If you get a chance to take a look, critiques are more than welcome:-)  I will be 54 next month.  Keep that in mind while watching my vid (if you have time to).

I'll be writing more soon.

Friday, April 5, 2013

Forgive Me But It's Been Over 3 Months Since My Last Post

 Hello!

Yes, it has been this long.  I promised myself I would keep writing, but then the Sundance Festival happened, then the Burlesque Hall of Fame auditions that had to be in by February 4th and finally the chance to audition for a solo spot in the studio I have been training at for the last year and a half.

I sacrificed my snowboard season because I had to cut down dancing at work in order to train and not injure myself so I could compete for a solo pole dancing spot in a sold out venue that seats 500.  I'm lucky to have a loving partner who basically has supported me financially since January.

I've been living simply and training nearly everyday.  I injured myself twice in the process.  Including the night of my audition, just 3 hours before.  I went anyway after searing pain, tears, ice packs, two viccodin, 1/2 a xanax and four sticky heat packs on my back.  Got there nearly an hour early and warmed up.  I messed up a sequence, I was racing to end where I wanted to.  I only had once chance.  I left thinking I really messed up.  I had a 3 hour rehearsal for something else in the morning.  To make this story shorter, I got the solo spot.  Yet, I haven't been able to really train all week because of my injury.

I sacrificed my blog, my winter fun (and mostly his, he lost a lot of $$ on our Mammoth memberships), my time with my non-dancing friends, income at work for 4 minutes of stage time and possible clout in the world of pole acrobatics.  And I may not get the clout part.

I apologize to what readers I hopefully still have.  I may not make another post until after April 20th (4/20, ha-ha), but I will try.
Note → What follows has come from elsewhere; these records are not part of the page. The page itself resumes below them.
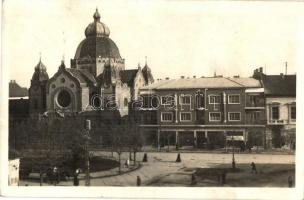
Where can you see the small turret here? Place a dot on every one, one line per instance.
(147, 74)
(37, 90)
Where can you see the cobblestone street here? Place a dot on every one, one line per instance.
(163, 164)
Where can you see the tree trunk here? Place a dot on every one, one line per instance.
(134, 154)
(119, 168)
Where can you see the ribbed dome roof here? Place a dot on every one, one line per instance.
(97, 28)
(97, 46)
(97, 42)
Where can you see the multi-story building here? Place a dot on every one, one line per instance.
(280, 95)
(96, 80)
(203, 112)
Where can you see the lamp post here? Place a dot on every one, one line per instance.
(233, 160)
(87, 159)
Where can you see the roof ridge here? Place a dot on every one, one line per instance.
(228, 78)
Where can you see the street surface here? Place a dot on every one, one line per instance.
(163, 164)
I have Coachella next week, so I need to research a lot of bands.

I'm still not sure if I regret doing this.  I don't think so.  During this journey, I've been picked up by another dance company, I've learned how not to train too hard, even though I am injured I've increased my stamina and strength.  Although I have a lithe, muscular body, it's covered in bruises so I don't show it off very much.  Ah, the irony.

But I will be back to continue the story of Dorien Grais and the effect that working at Richard's Lounge had on her.